The board said the company’s longer-term prospects were underpinned by the resilience of its end-markets, with infrastructure demand “well supported” by large long-term projects and centrally-funded schemes, material industrial projects coming to market driven by the environmental agenda, and housebuilding order books “robust”.
“We enjoyed a strong start to 2022 - our teams are focused on getting pricing right, our end market exposure is supportive and that has produced excellent results, advancing our margins and returns towards our medium term targets,” said chief executive officer Rob Wood.
“We completed two in-fill transactions during July, with further merger and acquisition activity in the pipeline, and we have continued to progress a broad range of sustainability initiatives, including a commitment to the science-based targets initiative.
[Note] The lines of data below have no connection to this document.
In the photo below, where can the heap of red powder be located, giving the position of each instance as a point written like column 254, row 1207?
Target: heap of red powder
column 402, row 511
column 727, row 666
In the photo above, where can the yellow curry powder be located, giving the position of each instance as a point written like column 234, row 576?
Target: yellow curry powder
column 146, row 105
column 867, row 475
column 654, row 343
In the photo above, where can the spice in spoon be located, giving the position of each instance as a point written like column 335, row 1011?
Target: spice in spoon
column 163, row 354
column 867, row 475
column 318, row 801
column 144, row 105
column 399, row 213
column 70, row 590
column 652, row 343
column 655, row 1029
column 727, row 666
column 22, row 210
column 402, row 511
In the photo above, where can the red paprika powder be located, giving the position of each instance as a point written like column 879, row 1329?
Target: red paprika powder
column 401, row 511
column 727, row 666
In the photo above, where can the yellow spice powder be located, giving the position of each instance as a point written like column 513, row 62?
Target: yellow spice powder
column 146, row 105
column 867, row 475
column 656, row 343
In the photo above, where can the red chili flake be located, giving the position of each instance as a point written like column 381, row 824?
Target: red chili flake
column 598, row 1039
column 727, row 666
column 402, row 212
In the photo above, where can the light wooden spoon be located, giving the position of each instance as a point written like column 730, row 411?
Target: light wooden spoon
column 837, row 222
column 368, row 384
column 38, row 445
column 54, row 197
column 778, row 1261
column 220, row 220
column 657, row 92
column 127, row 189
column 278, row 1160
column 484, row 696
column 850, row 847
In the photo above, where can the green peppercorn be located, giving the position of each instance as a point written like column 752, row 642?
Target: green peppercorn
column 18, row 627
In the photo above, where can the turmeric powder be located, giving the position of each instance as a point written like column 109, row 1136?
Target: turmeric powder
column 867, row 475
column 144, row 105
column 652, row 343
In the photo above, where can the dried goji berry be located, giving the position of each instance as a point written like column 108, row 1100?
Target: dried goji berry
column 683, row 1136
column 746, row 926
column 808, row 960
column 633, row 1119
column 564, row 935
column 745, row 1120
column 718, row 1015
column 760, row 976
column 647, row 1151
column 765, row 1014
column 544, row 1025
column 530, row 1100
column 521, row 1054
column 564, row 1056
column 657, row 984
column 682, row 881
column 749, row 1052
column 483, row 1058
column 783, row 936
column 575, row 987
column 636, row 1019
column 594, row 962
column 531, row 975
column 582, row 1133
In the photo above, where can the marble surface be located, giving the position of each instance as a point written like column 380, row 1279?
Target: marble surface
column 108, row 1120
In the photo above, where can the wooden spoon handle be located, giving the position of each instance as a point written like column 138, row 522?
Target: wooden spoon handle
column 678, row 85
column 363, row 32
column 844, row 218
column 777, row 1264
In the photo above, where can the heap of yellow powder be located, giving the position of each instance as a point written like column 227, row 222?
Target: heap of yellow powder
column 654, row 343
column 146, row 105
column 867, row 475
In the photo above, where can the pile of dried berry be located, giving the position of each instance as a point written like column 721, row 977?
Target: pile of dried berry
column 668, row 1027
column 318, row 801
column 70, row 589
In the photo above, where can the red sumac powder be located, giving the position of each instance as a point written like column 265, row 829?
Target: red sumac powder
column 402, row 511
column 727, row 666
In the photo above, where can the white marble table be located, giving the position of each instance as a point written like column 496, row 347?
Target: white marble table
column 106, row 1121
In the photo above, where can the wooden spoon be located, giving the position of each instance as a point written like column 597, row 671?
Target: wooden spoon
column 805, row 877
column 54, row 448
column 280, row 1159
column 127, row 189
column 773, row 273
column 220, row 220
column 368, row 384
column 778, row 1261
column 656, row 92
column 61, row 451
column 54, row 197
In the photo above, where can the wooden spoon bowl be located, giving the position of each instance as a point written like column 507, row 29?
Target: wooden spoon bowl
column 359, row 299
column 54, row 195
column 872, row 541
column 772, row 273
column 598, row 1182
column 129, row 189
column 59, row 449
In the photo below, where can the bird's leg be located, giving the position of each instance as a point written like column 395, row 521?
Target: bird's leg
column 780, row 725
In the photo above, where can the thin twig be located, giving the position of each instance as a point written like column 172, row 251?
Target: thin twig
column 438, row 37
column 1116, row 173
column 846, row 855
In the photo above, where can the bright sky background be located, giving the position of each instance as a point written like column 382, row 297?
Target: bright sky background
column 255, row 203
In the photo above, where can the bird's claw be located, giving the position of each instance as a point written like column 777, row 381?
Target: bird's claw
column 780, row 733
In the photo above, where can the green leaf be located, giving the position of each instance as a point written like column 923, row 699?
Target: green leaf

“Crucially, we achieved this strong outturn while keeping our people safe and well.”
Wood said the company continued to invest in its team as it prepared for the “next chapter” of growth, reflected in its recent engagement survey where response and engagement rates were the highest ever.
“Our colleagues are embracing the challenges presented by the uncertain backdrop, remaining focused on responding nimbly to local market requirements, winning new business, driving efficiencies and delivering first-class service to our customers.
“Now more than ever, our agile and entrepreneurial DNA will set us apart.”
At 1336 BST, shares in Breedon Group were down 2.94% at 69.3p.